Question

Determine the pH of an HF solution of each of the following concentrations.

Part A: .280 M

PartB : 4.5*10^-2 M

Part C: 2*10^-2

Part D

In which cases can you not make the simplifying assumption that x is small?

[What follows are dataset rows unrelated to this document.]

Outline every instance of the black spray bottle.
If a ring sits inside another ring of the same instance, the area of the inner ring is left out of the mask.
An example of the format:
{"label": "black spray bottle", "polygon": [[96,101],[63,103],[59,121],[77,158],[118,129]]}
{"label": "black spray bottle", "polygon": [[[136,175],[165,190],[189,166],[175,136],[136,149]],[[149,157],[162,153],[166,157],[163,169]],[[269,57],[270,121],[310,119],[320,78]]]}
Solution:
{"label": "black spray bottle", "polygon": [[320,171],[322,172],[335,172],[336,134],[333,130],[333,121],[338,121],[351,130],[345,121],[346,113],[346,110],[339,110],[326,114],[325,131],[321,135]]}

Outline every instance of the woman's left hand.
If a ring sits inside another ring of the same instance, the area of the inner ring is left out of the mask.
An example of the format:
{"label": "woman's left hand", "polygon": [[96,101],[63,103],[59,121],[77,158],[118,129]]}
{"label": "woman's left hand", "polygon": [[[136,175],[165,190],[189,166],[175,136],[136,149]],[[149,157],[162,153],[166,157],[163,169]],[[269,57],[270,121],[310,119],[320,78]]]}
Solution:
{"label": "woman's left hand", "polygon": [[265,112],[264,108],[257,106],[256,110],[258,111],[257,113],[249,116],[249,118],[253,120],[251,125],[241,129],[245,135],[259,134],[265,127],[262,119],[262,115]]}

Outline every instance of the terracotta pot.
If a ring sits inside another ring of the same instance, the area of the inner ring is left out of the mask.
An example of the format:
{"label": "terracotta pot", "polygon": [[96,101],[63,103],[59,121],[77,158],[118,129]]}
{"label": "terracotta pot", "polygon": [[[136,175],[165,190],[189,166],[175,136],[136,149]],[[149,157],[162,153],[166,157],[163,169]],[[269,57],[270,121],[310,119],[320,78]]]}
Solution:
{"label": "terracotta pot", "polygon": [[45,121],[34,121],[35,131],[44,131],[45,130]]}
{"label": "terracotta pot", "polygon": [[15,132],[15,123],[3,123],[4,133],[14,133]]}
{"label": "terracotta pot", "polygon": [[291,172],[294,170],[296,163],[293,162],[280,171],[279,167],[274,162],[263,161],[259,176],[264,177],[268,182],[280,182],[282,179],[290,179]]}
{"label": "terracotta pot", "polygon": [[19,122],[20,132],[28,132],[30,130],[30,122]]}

In which cases can you not make the simplifying assumption that x is small?

only in (a)

only in (b)

in (a) and (b)

in (b) and (c)

Answer 1

PART a
              HF <---> H+ + F-

initial      0.28 M     0M   0M

change         x         x    x

equilibrium 0.28-x      x    x

Ka = [H+][F-]/[HF]

Ka of HF = 6.6*10^-4

6.6*10^-4 = (x^2/(0.28-x))

x = 0.0132 M

[H+] = 0.0132 M

pH = -log[H+]

    = -log(0.0132)

   = 1.88

part B

              HF <---> H+ + F-

initial      0.045 M     0M   0M

change         x         x    x

equilibrium 0.045-x      x    x

Ka = [H+][F-]/[HF]

Ka of HF = 6.6*10^-4

6.6*10^-4 = (x^2/(0.045-x))

x = 0.00513 M

[H+] = 0.00513 M

pH = -log[H+]

    = -log(0.00513)

    = 2.3

part c

              HF <---> H+ + F-

initial      0.02 M     0M   0M

change         x         x    x

equilibrium 0.02-x      x    x

Ka = [H+][F-]/[HF]

Ka of HF = 6.6*10^-4

6.6*10^-4 = (x^2/(0.02-x))

x = 0.00332 M

[H+] = 0.00332 M

pH = -log[H+]

    = -log(0.00332)

pH = 2.5

part C

as x is small in (b) and (c) it can not be neglected.